Evidence for strong purifying selection of human 47S ribosomal RNA genes

The multicopy 47S ribosomal RNA (rRNA) genes are among the most highly expressed genes in the human genome, yet to-date essentially no disease-causing sequence variants have been identified in these genes. This lack of disease association is surprising, as defects in 47S rRNA transcription and changes in the ribosomal protein dosage, as well as nucleotide changes in the mitochondrial rRNA, all result in disease. The failure to identify rRNA-associated diseases may thus primarily stem from the experimental challenges associated with analyzing this chromosomally isolated high-copy gene family. Here, we used an evolutionary approach to test whether mutations in the human 47S genes can have phenotypic consequences. By analyzing sequence variants among rRNA genes across more than 3,000 individuals from the high-coverage 1,000 Genomes Project, we demonstrate highly stratified variant abundance across the 47S rRNA genes.

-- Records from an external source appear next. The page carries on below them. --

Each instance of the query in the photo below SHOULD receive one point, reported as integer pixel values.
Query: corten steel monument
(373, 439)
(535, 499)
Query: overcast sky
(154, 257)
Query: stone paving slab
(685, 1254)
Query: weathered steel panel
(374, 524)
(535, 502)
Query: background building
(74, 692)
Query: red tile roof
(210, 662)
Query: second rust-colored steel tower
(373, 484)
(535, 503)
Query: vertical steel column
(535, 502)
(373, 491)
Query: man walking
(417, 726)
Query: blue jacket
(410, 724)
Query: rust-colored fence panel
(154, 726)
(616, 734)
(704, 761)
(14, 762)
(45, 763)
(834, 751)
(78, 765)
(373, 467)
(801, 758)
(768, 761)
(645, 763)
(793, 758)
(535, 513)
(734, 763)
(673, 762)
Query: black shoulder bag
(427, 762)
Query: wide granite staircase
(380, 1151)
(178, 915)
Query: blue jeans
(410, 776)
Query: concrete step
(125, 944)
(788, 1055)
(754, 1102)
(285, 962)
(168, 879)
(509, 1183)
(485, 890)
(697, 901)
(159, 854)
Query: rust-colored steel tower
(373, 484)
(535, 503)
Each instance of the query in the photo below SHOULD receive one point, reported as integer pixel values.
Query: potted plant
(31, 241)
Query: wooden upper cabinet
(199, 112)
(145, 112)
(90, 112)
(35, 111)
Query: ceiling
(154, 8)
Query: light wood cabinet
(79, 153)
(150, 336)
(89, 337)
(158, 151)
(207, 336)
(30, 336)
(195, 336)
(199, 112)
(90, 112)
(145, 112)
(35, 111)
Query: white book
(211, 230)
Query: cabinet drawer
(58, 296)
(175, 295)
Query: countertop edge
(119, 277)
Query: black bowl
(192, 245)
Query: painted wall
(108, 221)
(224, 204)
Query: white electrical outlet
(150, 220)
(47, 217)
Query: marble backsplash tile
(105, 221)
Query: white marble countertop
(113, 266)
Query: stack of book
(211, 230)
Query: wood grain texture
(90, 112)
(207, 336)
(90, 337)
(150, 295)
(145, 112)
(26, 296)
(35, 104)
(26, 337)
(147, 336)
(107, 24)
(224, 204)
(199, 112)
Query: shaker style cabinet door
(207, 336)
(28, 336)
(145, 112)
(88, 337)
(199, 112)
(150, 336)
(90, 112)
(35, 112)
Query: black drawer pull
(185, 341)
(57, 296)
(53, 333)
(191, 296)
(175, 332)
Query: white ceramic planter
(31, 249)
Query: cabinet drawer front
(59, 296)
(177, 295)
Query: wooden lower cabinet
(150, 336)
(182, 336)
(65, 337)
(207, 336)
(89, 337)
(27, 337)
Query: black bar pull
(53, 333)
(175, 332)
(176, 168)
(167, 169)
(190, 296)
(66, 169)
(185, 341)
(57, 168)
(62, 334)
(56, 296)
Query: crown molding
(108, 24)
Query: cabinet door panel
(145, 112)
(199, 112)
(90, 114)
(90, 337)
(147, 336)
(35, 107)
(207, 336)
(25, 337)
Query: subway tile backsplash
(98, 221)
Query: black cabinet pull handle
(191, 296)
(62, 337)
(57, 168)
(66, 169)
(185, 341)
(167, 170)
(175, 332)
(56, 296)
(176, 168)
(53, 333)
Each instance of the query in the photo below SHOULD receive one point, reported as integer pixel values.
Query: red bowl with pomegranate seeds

In individual genomes, novel variants were frequently found at high frequency in the transcribed spacer sequences as well as the evolutionarily young expansion segments, but rarely across the conserved 18S, 5 . 8S and 28S rRNA-encoding sequences. Variant number and frequencies were lowest in evolutionarily highly constrained nucleotide elements that are identical across >90% of sequenced eukaryotes. These results indicate that strong purifying selection acts to suppress frequency expansion of deleterious variants among the hundreds of 47S rRNA copies and imply that deleterious variants in the 47S rRNA have the potential to cause phenotypic consequences at very low frequency. As low-frequency variant calls are rarely considered in association studies, this may explain why disease associations with 47S rRNA variants have so far escaped detection.